Dear Kathleen and family, friends and colleagues,
I am still trying to adjust to the fact that I will no longer be able to call Sam to say hello, share news, report a success or just ask his advice and to discuss ideas and plans for the future. The news of his death was a terrible shock to me and all his many friends and colleagues here in England. It must have been so much worse for you, your family and those who worked day-to-day with Sam.
In my experience, Sam was a very special person; a real friend and colleague who I had come to admire and value. I cannot remember one instance when he dismissed or devalued a point of view or opinion. He gave each careful consideration. As I write to you I can see his comfortable smile and hear his encouraging voice.
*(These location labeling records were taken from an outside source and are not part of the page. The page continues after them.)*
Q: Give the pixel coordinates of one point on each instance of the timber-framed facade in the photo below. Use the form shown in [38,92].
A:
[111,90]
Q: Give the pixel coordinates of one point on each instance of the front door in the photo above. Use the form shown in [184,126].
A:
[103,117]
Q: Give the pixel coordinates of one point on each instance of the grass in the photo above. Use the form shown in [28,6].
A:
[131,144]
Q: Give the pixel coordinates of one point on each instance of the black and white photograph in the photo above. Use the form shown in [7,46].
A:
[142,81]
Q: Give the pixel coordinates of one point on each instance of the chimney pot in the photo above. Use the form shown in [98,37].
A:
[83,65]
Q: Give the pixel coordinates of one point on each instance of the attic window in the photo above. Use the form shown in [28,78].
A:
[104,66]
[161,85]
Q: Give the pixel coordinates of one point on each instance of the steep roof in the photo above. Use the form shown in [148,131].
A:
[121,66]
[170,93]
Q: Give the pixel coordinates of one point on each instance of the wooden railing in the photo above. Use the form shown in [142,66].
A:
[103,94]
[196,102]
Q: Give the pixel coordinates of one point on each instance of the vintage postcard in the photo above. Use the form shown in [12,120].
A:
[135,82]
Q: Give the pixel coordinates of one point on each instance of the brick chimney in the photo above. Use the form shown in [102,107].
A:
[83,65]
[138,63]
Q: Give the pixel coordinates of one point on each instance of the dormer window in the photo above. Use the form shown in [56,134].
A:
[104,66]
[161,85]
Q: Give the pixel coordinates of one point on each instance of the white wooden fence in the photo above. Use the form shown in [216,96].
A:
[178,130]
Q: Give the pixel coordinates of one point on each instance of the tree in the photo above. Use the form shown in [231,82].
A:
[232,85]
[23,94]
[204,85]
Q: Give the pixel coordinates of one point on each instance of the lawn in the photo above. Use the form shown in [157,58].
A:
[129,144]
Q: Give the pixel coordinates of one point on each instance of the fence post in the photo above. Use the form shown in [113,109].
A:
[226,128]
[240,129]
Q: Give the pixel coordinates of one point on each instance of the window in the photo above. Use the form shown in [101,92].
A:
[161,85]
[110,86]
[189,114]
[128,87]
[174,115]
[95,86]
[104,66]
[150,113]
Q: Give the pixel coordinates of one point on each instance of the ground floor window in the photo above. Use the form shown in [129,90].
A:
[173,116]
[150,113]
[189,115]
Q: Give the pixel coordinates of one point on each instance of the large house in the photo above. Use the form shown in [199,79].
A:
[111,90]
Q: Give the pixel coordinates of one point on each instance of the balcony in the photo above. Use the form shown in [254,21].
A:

I suppose I knew him mostly through our work together in the Campaign to Free Vanunu and I regret that we did not meet much for any length of time before 1996 at the Conference in Tel Aviv when he was such a corner stone to the success of that occasion. I wish there would have been more time to develop our friendship.
He was a true fighter for Vanunu's cause and for world peace. Always full of energy with new ideas and strategies to develop ways of reaching ordinary people as well as discomforting those in authority. He was an example to us all. He will be sorely missed in the campaign against nuclear weapons and for Mordechai Vanunu's freedom along with all the other groups he worked with: I will miss him.
To Kathleen, whose friendly voice was always so welcoming and for his children and grandchildren, this occasion must be so terribly upsetting. I hope in knowing of the admiration and value that so many had for Sam that your pain and loss will be eased.
On behalf of the Campaign to Free Vanunu here in England I send love and condolences from everyone who knew him.